Sandi Ashlock Diet changes that could cut Alzheimers risk
Have you heard of the Dietary Approaches to Stop Hypertension (DASH) diet for high blood pressure or the Mediterranean diet for heart health? When it comes to protecting your brain health, a hybrid of the two eating styles may be best, according to Angela L. Murad.
Dubbed the “MIND” diet, short for Mediterranean-DASH Intervention for Neurodegenerative Delay, this eating pattern goes big on natural plant-based foods while limiting red meat, saturated fat, and sweets. And observational studies suggest the diet can reduced the risk of developing Alzheimer's disease by up to 53 percent, as well as slow cognitive decline and improve verbal memory.
Researchers developed the diet by looking at the Mediterranean and DASH diets, then focusing on the foods with the most compelling findings in dementia prevention. Vegetables, especially leafy greens, rose to the top. In general, fruit did not, though berries made the list. Then researchers tracked detailed eating logs in an older adult population for an average of 4.5 years to uncover trends among the diets of those who developed dementia versus those who di not. Their discovery: Older adults whole diets most closely resembled the pattern laid out in the MIND diet had brains as sharp as people 7.5 years younger. That is a substantial difference, since delaying dementia by just five years has been suggested to cut the cost and prevalence of the disease in half.

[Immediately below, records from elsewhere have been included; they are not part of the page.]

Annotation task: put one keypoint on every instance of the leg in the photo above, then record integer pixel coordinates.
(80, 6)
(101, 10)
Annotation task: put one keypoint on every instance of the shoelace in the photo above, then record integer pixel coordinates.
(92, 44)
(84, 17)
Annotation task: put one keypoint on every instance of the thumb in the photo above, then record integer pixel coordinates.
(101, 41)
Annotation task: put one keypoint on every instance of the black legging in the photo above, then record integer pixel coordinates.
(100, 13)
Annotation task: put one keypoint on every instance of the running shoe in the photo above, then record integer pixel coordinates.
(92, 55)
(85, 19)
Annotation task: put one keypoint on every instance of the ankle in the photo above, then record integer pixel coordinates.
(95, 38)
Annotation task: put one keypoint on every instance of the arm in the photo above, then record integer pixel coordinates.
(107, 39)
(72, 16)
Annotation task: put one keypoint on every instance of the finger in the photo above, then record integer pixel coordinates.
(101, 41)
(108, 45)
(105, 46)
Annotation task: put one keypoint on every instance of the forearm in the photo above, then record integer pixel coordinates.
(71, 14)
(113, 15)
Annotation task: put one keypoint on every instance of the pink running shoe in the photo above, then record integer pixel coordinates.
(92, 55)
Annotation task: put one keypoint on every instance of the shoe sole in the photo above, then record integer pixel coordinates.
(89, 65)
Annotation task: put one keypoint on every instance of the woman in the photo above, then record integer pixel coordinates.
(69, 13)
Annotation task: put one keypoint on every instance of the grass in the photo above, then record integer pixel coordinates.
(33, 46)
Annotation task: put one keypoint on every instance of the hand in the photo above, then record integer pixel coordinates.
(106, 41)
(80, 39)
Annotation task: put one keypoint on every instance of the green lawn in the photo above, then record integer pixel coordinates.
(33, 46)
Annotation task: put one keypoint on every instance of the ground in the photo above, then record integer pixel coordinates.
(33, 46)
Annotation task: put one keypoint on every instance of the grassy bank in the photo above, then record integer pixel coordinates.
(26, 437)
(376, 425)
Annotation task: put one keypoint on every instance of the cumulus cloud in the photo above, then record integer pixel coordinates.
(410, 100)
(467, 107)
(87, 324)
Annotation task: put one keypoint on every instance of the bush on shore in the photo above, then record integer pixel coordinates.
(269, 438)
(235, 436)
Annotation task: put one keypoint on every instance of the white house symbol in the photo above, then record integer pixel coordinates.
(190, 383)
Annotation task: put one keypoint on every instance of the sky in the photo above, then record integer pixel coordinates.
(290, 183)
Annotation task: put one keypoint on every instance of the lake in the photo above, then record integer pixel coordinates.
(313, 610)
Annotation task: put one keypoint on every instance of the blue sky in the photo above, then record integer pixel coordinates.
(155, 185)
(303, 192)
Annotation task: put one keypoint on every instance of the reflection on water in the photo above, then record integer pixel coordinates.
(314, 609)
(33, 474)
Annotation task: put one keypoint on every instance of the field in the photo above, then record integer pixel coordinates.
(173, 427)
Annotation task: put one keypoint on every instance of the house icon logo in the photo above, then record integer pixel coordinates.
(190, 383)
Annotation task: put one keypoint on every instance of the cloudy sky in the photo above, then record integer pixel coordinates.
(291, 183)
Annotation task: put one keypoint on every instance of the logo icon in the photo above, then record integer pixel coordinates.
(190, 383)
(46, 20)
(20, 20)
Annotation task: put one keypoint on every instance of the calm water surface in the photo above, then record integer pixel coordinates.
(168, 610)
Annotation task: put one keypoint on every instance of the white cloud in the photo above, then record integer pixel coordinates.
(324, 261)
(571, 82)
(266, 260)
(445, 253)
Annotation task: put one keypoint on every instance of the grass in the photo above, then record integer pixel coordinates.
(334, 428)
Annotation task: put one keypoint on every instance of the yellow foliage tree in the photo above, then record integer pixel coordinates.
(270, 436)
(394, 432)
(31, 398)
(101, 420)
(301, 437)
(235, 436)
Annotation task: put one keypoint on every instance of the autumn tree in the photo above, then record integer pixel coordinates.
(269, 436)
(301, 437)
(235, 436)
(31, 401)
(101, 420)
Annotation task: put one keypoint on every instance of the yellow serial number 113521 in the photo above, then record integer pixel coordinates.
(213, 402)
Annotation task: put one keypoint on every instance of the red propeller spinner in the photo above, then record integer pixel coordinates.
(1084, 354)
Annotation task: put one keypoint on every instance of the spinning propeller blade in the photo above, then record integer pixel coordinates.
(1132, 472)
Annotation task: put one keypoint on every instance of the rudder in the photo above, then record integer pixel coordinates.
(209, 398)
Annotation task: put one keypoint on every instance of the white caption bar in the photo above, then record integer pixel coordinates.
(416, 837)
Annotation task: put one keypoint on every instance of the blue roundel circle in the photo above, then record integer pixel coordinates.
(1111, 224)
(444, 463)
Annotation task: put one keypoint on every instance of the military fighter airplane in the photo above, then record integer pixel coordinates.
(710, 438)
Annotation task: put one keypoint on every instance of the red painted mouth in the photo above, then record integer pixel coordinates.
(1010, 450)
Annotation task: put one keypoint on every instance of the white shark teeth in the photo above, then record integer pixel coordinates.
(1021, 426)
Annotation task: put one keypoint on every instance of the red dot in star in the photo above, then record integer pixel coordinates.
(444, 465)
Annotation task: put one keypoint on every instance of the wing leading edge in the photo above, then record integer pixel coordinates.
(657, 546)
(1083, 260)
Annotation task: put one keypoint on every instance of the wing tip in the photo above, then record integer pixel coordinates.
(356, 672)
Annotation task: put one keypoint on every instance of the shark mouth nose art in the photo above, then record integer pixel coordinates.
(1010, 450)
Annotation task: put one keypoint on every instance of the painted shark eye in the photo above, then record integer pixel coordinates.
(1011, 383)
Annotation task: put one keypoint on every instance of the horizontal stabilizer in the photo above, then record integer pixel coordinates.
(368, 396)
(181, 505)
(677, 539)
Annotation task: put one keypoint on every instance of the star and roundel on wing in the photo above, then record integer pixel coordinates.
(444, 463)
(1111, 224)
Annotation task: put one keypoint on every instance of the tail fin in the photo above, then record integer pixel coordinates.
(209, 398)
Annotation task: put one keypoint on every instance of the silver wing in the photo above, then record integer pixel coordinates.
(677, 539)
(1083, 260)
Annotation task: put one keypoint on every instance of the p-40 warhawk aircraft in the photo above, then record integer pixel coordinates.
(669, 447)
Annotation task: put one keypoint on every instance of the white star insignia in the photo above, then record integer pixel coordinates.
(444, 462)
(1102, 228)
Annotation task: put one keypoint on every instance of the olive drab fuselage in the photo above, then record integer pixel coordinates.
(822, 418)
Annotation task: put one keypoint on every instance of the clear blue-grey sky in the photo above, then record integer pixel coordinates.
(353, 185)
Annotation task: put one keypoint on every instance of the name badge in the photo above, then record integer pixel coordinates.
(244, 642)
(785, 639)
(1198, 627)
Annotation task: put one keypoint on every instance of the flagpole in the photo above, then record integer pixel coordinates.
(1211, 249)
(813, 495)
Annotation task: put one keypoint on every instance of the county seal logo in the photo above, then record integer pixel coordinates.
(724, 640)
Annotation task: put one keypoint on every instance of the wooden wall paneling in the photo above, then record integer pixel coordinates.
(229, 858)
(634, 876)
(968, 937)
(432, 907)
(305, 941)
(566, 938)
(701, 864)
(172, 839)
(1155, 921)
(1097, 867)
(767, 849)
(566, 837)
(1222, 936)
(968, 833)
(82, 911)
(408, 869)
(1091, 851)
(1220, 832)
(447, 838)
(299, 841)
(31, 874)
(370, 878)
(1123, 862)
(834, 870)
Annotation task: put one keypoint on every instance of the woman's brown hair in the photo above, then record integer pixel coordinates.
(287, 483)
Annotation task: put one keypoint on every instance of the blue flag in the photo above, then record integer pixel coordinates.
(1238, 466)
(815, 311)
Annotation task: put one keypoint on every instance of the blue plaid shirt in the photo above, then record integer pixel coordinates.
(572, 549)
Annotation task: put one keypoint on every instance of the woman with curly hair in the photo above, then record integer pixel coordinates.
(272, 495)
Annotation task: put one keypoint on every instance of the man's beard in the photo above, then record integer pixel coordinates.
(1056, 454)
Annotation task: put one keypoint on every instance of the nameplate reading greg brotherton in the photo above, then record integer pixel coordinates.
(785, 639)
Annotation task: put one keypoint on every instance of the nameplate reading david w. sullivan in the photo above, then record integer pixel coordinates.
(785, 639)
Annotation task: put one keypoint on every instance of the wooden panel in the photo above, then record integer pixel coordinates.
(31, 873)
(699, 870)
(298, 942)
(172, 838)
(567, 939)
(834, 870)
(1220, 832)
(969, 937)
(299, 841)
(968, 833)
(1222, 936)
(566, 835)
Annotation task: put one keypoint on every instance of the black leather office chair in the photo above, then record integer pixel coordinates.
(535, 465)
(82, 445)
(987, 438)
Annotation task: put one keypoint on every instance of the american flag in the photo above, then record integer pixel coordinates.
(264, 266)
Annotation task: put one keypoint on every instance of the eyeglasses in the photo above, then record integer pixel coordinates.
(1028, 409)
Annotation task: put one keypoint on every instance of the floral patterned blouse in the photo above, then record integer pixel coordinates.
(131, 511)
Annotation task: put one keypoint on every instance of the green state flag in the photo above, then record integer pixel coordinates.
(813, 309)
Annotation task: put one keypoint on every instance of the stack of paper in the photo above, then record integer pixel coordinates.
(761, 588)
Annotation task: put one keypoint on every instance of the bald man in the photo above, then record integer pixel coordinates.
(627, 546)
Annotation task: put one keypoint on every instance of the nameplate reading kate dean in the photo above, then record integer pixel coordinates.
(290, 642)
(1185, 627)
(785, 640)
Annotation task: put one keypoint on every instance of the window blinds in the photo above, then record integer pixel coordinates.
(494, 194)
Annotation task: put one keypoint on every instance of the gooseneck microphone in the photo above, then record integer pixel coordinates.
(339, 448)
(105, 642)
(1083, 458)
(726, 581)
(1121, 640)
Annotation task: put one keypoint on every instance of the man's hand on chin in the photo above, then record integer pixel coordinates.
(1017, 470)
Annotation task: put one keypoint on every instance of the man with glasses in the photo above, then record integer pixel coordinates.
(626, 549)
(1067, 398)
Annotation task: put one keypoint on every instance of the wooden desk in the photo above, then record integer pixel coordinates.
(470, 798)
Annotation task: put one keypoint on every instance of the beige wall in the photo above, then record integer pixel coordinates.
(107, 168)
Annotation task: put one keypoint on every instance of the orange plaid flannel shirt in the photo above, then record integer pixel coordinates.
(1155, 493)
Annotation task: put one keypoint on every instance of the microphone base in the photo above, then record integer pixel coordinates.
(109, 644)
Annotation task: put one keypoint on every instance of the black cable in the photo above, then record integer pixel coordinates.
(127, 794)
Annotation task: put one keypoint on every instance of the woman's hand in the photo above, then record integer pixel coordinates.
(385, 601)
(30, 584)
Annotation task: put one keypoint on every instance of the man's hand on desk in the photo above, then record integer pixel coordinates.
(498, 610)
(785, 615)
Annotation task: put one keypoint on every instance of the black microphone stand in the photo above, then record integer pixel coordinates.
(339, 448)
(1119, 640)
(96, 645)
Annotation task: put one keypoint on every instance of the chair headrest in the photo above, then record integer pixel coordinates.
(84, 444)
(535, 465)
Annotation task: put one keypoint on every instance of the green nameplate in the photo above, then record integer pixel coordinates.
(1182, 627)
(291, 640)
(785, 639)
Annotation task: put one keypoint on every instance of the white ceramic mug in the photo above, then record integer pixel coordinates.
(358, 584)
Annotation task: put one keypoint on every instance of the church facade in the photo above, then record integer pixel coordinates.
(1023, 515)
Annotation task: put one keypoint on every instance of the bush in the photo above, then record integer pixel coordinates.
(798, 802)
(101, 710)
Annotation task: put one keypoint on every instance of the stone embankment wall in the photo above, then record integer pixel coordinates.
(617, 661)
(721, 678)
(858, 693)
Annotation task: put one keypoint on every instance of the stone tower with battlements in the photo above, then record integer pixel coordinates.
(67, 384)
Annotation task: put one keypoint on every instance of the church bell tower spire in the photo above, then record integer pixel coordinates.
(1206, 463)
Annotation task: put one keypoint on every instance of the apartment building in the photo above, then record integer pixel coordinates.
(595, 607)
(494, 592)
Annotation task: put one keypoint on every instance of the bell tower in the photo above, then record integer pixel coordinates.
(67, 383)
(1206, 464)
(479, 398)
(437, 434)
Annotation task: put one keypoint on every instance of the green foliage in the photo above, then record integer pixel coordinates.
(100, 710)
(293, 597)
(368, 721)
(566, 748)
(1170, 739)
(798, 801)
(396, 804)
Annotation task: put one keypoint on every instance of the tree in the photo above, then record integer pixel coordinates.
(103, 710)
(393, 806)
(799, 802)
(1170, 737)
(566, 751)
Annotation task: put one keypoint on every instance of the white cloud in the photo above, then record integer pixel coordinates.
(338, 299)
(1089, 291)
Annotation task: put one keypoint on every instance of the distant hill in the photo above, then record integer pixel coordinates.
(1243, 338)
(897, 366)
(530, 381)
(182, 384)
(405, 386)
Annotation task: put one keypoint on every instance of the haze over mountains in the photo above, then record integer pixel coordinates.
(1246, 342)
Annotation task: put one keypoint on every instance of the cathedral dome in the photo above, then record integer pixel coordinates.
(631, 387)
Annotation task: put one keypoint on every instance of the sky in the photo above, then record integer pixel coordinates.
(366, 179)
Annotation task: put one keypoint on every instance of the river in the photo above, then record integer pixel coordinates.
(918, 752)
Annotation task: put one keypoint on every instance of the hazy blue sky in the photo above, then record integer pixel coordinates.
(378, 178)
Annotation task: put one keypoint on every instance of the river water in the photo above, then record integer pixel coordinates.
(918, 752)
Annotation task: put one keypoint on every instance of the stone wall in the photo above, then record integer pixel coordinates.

Want to see how your diet stacks up? Give yourself a point for each of the following MIND diet rules you typically follow in your life (up to max of fifteen points).
• At least three servings of whole grains a day
• Green leafy vegetables (such as salad) at least six times a week
• Berries at least twice a week
• Red meat less than four times a week
• Fish at least once a week
• Poultry at least twice a week
• Beans more than three times a week
• Nuts at least five times a week
• Fried or fast food less than once a week
• Olive oil for cooking
• Less that a tablespoon of butter or margarine a day
• Less than a serving of cheese a week
• Less than five pastries or sweets a week
• One glass of wine or other alcoholic drink a day
While both the MIND and Mediterranean diets yield similar reductions in Alzheimer's risk, the MIND diet is more flexible, which may make it easier to follow for some Americans. For example, the Mediterranean diet recommends eating fish multiple days a week, which can be a challenge.
Another interesting takeaway: You do not have to have a perfect diet to benefit. While the adults in the study who followed the diet most closely (an average score of 9.6 points out of 15) saw the biggest drop in their Alzheimer's risk, the ones who scored in the middle (7.5 points) still cut their risk by more than a third. Consider targeting just one or two of the habits above to improve you score and your brain health.